Ulster Farmers’ Union beef and lamb policy chairman, Crosby Cleland, has said prices being paid for beef need to strengthen as farmers finishing cattle continue to suffer heavy losses.
This time last year beef producers were receiving in the region of 360p/kg, which is as low as prices can be if livestock coming off a farm here are to break even, the UFU has said.
“Unfortunately at the end of 2015 producers saw no improvement in the market in the run-up to Christmas, which has always been a feature of the beef trade. As a result prices well below the cost of production have left many finishers with losses that top £200/head,” said Mr Cleland.
He said beef producers have had to live with sustained downward price pressure on prices. “This is having a negative impact on the income of many local farms at a time of year when costs are high,” said Mr Cleland. He added that many farmers will also be adjusting to reduced payments within the new CAP system.
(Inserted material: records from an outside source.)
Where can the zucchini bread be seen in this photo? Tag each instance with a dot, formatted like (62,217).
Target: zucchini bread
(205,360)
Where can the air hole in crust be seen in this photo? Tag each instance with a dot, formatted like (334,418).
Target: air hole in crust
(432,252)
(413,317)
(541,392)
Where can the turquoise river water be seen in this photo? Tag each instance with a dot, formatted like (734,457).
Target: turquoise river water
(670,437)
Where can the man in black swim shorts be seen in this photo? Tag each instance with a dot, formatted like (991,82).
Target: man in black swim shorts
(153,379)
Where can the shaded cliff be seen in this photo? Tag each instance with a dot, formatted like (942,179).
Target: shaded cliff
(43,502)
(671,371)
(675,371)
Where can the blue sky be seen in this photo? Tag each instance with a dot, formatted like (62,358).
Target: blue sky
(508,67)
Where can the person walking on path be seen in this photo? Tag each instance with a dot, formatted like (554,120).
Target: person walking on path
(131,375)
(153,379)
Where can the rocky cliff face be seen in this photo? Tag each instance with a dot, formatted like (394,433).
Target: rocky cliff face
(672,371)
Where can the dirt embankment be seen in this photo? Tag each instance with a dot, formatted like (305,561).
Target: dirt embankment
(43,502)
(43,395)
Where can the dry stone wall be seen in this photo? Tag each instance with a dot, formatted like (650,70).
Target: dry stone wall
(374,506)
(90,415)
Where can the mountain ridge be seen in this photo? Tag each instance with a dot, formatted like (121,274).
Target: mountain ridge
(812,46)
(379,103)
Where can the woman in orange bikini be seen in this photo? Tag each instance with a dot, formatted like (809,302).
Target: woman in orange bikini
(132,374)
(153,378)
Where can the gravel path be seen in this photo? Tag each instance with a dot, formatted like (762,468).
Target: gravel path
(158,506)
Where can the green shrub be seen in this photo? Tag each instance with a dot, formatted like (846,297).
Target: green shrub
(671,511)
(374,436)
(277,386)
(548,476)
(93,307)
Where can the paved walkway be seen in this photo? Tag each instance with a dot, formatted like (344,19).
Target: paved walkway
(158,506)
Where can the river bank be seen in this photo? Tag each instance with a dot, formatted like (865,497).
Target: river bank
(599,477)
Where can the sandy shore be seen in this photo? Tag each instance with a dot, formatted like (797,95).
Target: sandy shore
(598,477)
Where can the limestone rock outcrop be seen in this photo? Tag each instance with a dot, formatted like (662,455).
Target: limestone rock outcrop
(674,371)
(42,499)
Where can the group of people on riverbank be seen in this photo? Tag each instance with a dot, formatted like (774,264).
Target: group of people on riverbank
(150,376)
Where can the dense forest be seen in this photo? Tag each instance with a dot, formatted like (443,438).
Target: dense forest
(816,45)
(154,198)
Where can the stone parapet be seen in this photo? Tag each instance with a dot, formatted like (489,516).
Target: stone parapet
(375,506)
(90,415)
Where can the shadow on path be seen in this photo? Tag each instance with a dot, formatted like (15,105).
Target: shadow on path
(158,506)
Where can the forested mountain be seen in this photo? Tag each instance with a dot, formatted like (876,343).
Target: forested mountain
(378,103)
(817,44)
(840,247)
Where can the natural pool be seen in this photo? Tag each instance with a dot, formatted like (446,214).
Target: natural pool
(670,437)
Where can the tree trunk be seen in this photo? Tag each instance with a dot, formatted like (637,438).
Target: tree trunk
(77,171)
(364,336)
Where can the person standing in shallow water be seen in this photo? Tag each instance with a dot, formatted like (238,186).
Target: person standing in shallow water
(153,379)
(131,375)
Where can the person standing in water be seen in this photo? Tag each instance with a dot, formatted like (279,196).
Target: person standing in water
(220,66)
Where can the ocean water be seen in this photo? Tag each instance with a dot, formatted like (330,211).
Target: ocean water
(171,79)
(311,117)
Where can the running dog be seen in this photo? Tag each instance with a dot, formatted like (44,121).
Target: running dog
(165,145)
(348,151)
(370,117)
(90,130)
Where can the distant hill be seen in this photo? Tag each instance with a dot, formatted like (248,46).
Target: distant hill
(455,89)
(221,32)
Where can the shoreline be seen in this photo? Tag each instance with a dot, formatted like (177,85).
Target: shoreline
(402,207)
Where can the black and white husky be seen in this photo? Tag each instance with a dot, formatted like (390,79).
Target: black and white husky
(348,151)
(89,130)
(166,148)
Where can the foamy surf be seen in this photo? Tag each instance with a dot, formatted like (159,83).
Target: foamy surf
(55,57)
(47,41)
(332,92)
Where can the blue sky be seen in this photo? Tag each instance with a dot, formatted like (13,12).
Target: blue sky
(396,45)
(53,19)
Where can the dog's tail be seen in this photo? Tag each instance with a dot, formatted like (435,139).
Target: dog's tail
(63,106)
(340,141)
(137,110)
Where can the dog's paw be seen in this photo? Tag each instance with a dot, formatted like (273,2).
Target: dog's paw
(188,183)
“Processors seek to blame weak demand for these poor prices. But the reality is those same businesses continue to pay upwards of 35p/kg more for cattle in Great Britain than here. There is no justifiable reason for this, especially when you consider that the difference was only 5p/kg this time last year,” he said.
One positive is that recent weeks have brought a trend towards processors having to pay prices well ahead of official quotes. “This is happening because farmers are refusing to sell at the prices on offer. That stance has been strengthened by the number of cattle that processors were expecting to come off farms failing to materialise,” said Mr Cleland, who admitted it was difficult to forecast whether this trend would continue in the coming weeks.
“What is clear is that all producers should be negotiating hard for better prices, and they need to resist pressure to accept the quotes currently on offer,” he said.